TORE SUPRA

Figure 1:TORE SUPRA - Cadarache

The history of TORE SUPRA
TORE SUPRA Parameters
TORE SUPRA Milestones
TORE SUPRA Objectives

The history of TORE SUPRA

The EURATOM-CEA Association covers the essential part of the range of activities required to progress towards the definition of a controlled thermonuclear fusion power plant. The main experiment of the Association is the TORE SUPRA tokamak, which started construction at Cadarache (France) in 1982 - at the same time as the tokamaks TFTR (Princeton, USA) and JET (Culham, UK) started operation - to study plasmas in quasi steady state operation. TORE SUPRA is one of the largest tokamaks operating today and was the first one which used a series of superconducting toroidal coils spaced around the torus wall to generate a strong permanent toroidal magnetic field.
The first plasma was reached in TORE SUPRA in April 1988. Since that time the superconducting magnet worked quasi without interruption. This represents a significant technological success and an important progress for the feasibility of the programme of controlled thermonuclear fusion.
In 1996 a record was reached with a plasma duration of two minutes with an induced current of almost 1 million amperes generated non inductively by 2.3 MW of lower hybrid frequency waves (i.e. 280 Mjoules of injected and extracted energy). This result was possible due to the actively cooled plasma facing components installed in the machine from the beginning.
This result opened the way to the active control of steady state plasma discharges and the associated physics. The search for enhancement of performances has triggered new technological developments for plasma facing components (CIEL project) and non inductive current drive by electromagnetic waves (CIMES project). The new CIEL configuration has been implemented in 2002 and the CIMES project will be progressively implemented between 2003 and 2005.
On 30th July 2002 a new world record was reached, thanks to the new CIEL configuration. A plasma discharge of 3 and a half minutes was achieved with an energy production of 600 Mjoules.
The results of TORE SUPRA and their international acceptance are an important input for the realization of the ITER project and the preparation of the first energy producing power plant DEMO.
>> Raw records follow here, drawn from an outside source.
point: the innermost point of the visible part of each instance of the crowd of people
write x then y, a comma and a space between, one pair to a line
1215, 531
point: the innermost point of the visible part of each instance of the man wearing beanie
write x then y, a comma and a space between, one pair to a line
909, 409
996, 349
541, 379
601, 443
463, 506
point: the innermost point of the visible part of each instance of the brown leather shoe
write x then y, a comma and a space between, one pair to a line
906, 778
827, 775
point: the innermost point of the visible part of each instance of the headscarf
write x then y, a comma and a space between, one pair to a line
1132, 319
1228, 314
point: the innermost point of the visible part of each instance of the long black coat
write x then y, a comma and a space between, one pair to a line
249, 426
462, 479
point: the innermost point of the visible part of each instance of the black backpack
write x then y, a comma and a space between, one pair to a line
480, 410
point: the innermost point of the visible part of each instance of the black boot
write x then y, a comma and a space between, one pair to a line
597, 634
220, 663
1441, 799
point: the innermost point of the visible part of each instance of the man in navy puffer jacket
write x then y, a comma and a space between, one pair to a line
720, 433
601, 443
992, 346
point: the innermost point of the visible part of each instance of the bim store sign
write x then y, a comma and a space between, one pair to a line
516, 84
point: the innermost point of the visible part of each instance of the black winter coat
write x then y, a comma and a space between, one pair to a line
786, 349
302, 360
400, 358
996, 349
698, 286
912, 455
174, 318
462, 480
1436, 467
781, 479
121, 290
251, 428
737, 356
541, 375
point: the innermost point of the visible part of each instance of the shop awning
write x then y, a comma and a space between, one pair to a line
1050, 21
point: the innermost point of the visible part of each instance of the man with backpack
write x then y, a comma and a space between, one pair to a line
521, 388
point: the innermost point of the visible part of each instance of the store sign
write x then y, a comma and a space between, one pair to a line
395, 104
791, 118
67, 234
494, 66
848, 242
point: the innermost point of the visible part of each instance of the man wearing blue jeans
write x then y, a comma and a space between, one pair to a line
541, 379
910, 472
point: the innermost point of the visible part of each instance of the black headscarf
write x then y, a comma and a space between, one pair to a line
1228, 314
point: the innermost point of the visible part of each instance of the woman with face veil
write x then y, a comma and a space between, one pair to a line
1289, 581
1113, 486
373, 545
Figure 2:TORE SUPRA Inside

TORE SUPRA Parameters

Plasma Major Radius (R)	2.25 m
Plasma Minor Radius (a)	0.70 m
Toroidal magnetic field (plasma center)	4.5 T
Maximum magnetic field in conductor	9.0 T
Mean diameter of a toroidal field coil	2.4 m
Plasma Current (I)	1.7 MA
Pulse length (inductive only)	30 s
Volt-seconds to drive plasma current	15 Vs

Figure 3:sketch of tore supra

TORE SUPRA Milestones

1977	Conceptual design of Tore Supra.
1980	Toroidal Field Model coil testing.
1981	Decision to launch the Tore Supra project.
1982-86	Manufacture of main components.
1986-88	Machine assembly.
1988	First plasma production (April).
1988	Failure of one superconducting coil (July).
1989	Repair of superconducting coil.
1990-95	Optimization of components for long pulse operation.
1995-96	Long pulse plasma shots.
1997-2002	Preparation of a second generation of plasma facing components (CIEL project).
2002	Operation in the CIEL configuration & upgrading of current drive power (CIMES project). Achievement of world record in plasma discharge: 3.5 minutes with 600 M Joules.

Figure 4:TORE SUPRA

TORE SUPRA Objectives

The purpose of TORE SUPRA is to obtain long stationary discharges, thus addressing two major questions: non-inductive current generation and continuous heat and particles removal. The physics programme therefore has two principal research orientations, complemented by studies on Magnethydrodynamic (MHD) stability, turbulence, and transport.
The first physics programme concerns the interaction of electromagnetic (Lower Hybrid and Ion Cyclotron) waves with the hot central plasma. All or part of the plasma current can be generated in this manner, thus controlling the current density profile. This is an important contribution to the concept of an "advanced tokamak". In 1996 notable progress has been made, allowing totally non-inductive shots over a period of 75 s to be obtained.
The second physics programme concerns the edge plasma and its interaction with the first wall.
One originality of TORE SUPRA is the ergodic divertor, which perturbs the magnetic field at the plasma edge by creating a chaotic magnetic field region, resulting in outfluxes of hot plasma collected on neutralizers. Highly radiative layers have been obtained with this device, while preserving a good particle extraction capacity.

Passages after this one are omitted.